It did this through the mechanism of the inode, a separate structure, in which most of the information about a file was kept. Directories were implemented as an abstraction on top of the previous layer), using 'file' objects provided by the inode layer; they only held mappings from file-names (visible to users) to inode numbers.
The inodes themselves were held in a separate area of the disk, outside the area used to hold the blocks of the files themselves, the ilist. A special block, the root block (also called the super-block) - initially held in block 0, later block 1, on the disk partition - held information about which blocks in the partition held the inodes, which blocks were available to hold data, and other general information about the file system on that partition.
Details
Starting with UNIX Fourth Edition, information about which blocks were 'free', and available to be allocated to files, was kept in a 'free list', the head of which was kept in the root block. (Prior to V4, this information was kept in a bit array.) When a partition was initialized as a file system, the free list was constructed to hold all the blocks available for files. Similarly, starting in V4, the root block also held a cache of free inodes; when this was exhausted, a sweep of the inode table on the disk refilled it. (Hopefully!)
For the sake of efficiency (there are many more small files than large ones), the location of the first few blocks of a file was kept in the inode itself. If a file needed to grow past that, indirect blocks were used; these were blocks (stored in the area of the disk used for file data) which held an array of the block numbers of the actual blocks of the file; the block numbers of the indirect blocks were held in the inode. For even larger files, the last indirect block listed in the inode did not contain the block numbers of data blocks, but rather the block numbers of 'double-indirect blocks', which then held the block numbers of 'ordinary' indirect blocks.
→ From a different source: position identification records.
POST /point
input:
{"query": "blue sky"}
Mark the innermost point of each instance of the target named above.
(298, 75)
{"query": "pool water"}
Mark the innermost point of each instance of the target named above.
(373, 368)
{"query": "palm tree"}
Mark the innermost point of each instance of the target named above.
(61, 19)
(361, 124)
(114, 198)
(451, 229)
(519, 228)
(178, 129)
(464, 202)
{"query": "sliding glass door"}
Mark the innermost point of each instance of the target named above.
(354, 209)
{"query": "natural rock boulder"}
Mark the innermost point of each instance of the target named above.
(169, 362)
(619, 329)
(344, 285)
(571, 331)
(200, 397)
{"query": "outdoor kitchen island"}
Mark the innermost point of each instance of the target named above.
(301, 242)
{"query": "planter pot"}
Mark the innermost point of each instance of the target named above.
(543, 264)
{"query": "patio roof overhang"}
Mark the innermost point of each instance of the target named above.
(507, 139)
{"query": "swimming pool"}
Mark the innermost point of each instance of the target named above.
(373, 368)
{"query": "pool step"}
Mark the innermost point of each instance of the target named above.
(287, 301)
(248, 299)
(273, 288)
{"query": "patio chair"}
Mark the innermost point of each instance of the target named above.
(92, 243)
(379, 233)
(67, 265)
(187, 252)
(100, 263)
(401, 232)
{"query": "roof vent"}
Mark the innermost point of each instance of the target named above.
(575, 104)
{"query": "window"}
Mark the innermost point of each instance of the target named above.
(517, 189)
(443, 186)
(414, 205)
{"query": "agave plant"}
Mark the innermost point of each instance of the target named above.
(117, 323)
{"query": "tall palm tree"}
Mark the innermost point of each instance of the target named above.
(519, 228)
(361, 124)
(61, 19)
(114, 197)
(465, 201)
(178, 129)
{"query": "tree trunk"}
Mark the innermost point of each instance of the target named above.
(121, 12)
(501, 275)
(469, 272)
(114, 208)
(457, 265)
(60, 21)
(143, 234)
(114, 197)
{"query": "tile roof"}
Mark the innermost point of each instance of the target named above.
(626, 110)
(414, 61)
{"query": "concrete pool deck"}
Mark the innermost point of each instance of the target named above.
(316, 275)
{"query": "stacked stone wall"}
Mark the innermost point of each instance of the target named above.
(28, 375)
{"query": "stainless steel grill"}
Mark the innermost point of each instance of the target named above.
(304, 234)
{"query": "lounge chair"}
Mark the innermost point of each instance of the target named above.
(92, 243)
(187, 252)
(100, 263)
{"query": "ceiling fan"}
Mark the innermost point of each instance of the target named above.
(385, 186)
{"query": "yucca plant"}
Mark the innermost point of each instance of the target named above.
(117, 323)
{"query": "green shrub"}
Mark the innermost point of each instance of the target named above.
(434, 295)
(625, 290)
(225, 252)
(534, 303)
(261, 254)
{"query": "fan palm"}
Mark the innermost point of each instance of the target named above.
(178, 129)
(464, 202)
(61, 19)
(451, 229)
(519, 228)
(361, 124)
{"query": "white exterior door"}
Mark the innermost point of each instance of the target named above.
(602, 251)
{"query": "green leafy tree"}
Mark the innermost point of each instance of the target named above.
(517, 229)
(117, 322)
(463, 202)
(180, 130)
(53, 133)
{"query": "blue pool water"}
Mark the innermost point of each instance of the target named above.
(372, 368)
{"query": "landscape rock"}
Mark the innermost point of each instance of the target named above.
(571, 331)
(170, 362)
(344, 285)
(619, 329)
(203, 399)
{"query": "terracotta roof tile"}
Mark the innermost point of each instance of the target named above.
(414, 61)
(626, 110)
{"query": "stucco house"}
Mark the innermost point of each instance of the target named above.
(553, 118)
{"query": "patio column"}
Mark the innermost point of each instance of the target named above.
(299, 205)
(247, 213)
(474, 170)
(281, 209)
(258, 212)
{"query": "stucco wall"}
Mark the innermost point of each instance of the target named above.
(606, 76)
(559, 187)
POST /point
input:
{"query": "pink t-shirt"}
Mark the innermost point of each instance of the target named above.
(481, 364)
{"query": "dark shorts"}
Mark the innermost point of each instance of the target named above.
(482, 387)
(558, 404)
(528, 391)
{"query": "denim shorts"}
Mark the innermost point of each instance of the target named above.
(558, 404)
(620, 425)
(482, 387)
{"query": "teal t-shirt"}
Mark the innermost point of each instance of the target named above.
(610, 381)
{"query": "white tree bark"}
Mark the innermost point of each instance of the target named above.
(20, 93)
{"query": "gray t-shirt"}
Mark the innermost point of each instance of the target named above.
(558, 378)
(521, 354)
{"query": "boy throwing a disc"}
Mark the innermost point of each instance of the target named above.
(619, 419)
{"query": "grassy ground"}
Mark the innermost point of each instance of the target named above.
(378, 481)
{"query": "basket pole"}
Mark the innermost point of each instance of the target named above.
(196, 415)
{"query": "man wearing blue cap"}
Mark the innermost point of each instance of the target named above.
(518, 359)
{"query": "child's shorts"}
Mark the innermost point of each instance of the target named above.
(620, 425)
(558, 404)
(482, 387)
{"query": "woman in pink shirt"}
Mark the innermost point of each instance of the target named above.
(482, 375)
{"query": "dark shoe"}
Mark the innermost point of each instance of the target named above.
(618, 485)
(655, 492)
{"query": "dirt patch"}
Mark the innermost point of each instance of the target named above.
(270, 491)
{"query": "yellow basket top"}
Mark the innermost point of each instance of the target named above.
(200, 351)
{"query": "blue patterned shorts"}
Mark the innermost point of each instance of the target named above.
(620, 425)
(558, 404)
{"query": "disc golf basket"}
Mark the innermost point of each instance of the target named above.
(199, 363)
The file system allowed 'holey' files; in the tables of block numbers (either in the inode, or in both types of indirect blocks), a block number of 0 indicated that block had never been written to, and thus never allocated. The UNIX file I/O system allowed users to write data wherever they wanted within a file, leaving gaps if they so desired. Such 'missing' blocks contained all zeros when read.
Inodes also held information such as the length of the file, whether the file was actually a directory (treated specially by the system, in that only the system could write to it, to prevent users from damaging the file system), the owner of the file, the file's protection, and last modification and access times, etc. After V4, the inode indicated whether it was a 'special file', for a device, rather than an ordinary file; before V4, inodes 1-40. were reserved for special files.
Finally, the inode held a count of the number of hard links to the file; a given file could appear in more than one directory, and the count was needed to garbage collect the file's blocks when the last directory entry for it was deleted. All directory entries for a file were equal; none had special status.
Evolution
The UNIX file system, as described above, lasted quite a long time; minor detail changes were made over time (e.g. in Unix V7, block numbers were increased in size from 16 bits to 32), but in general the above description of the details applied to most versions of UNIX before BSD 4.1b.
As UNIX became used for larger and larger machines, two aspects of the file system became problematic: performance, and robustness.
The former was basically caused by the tendency of the UNIX file system to scatter the blocks of a file (especially large data files, where performance was more of an issue) across the entire disk, once the file system had been in use for a while. The latter was caused by the fact that there was only a single copy of much critical information, e.g. the root block.
A major modification to the UNIX file system was therefore done, the BSD Fast File System. It kept the basic concept of the two-level system, with inodes and directories, but made extensive detail changes (e.g. having multiple copies of the root block, scattered across the disk) to address the efficiency and robustness issues.